The Obama administration will not move immediately to place an ambassador in Cuba but will name Jeffrey DeLaurentis, the career diplomat who has headed its diplomatic mission in Havana since last summer, as charge d’affaires, the State Department said Monday.
DeLaurentis will be the “senior most official” at the embassy, which the administration said last week will open on July 20, a department statement said. Cuba, which will open its U.S. Embassy in Washington on the same day, has not indicated when it will name an ambassador.
The openings will come seven months after President Obama and Cuban President Raúl Castro simultaneously announced their intentions to reestablish diplomatic ties, following nearly two years of secret talks. On Wednesday, after four rounds of negotiations over the parameters for their diplomatic missions, the two leaders exchanged letters setting the date.

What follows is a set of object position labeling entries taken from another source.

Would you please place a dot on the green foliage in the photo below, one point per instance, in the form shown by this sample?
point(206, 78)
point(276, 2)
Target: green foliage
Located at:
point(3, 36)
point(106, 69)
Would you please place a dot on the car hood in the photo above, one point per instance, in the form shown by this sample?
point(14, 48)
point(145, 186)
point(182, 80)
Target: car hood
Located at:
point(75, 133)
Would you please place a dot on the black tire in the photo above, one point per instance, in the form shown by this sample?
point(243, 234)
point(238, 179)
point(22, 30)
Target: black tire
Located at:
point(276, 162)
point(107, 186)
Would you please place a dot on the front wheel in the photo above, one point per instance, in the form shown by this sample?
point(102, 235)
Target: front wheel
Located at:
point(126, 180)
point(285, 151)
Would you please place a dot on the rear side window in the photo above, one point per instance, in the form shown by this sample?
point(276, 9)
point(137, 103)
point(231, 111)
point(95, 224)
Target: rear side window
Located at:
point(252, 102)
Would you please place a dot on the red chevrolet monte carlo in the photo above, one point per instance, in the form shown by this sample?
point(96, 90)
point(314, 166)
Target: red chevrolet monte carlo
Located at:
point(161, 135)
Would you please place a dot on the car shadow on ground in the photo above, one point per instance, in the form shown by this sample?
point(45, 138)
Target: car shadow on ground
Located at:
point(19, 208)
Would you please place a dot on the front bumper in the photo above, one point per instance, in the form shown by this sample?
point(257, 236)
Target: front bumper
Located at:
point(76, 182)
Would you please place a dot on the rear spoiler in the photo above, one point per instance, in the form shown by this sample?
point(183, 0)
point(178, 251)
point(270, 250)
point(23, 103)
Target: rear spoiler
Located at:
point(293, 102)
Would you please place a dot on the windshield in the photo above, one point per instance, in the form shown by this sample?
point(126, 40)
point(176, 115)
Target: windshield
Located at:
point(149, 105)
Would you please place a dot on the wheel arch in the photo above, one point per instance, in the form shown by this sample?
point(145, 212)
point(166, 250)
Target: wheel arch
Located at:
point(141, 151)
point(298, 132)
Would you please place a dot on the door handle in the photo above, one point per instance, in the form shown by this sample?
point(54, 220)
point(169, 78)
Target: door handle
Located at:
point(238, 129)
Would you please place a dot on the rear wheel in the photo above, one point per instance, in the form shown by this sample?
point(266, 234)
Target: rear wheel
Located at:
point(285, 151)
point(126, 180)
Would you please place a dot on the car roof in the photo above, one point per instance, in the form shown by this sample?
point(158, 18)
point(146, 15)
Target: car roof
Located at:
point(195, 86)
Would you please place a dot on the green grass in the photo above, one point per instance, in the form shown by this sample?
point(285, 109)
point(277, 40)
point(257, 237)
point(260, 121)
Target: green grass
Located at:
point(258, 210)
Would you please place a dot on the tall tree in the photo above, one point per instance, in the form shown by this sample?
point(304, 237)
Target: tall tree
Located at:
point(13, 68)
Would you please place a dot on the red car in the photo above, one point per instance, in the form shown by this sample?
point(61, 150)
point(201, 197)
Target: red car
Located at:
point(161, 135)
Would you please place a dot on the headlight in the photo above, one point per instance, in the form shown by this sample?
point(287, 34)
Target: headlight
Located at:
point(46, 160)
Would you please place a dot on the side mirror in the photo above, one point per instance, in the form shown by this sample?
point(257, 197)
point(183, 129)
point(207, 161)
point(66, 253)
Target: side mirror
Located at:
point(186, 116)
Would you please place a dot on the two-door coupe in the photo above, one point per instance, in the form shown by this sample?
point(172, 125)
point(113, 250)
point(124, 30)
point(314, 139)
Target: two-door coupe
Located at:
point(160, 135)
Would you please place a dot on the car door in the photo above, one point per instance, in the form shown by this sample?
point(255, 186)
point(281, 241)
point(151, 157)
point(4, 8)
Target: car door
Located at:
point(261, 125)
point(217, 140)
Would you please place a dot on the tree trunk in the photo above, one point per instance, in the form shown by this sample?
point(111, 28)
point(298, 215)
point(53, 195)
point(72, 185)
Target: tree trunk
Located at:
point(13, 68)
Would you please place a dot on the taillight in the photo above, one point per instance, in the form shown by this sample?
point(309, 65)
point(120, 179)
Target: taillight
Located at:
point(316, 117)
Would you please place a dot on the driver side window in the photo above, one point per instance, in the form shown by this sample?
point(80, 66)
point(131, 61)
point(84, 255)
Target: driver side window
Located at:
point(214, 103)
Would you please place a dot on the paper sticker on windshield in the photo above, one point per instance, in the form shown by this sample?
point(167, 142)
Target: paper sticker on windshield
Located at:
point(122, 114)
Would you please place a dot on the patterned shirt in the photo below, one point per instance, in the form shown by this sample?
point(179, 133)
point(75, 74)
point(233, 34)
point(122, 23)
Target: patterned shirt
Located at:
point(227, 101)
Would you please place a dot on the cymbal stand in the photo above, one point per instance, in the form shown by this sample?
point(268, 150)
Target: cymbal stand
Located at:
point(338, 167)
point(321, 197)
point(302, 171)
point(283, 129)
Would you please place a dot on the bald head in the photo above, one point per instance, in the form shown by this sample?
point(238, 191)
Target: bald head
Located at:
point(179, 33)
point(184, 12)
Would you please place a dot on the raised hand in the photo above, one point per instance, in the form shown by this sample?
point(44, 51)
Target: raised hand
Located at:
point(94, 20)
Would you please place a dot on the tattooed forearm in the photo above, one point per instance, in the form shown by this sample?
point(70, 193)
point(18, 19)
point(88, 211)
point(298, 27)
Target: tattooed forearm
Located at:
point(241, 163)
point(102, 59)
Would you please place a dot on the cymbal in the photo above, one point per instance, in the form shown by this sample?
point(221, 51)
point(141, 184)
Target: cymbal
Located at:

Some congressional critics of the opening, including Sens. Marco Rubio (R-Fla.) and Ted Cruz (R-Tex.), both presidential hopefuls, have said they will oppose any Obama nominee as ambassador to Cuba.
The State Department emphasized that restrictions on U.S. citizen travel to Cuba and the economic embargo remain in place and can be lifted only by Congress. The statement also said that the United States will continue implementing the 1966 Cuban Adjustment Act, which allows any Cuban citizen in the United States to apply for permanent residency after one year.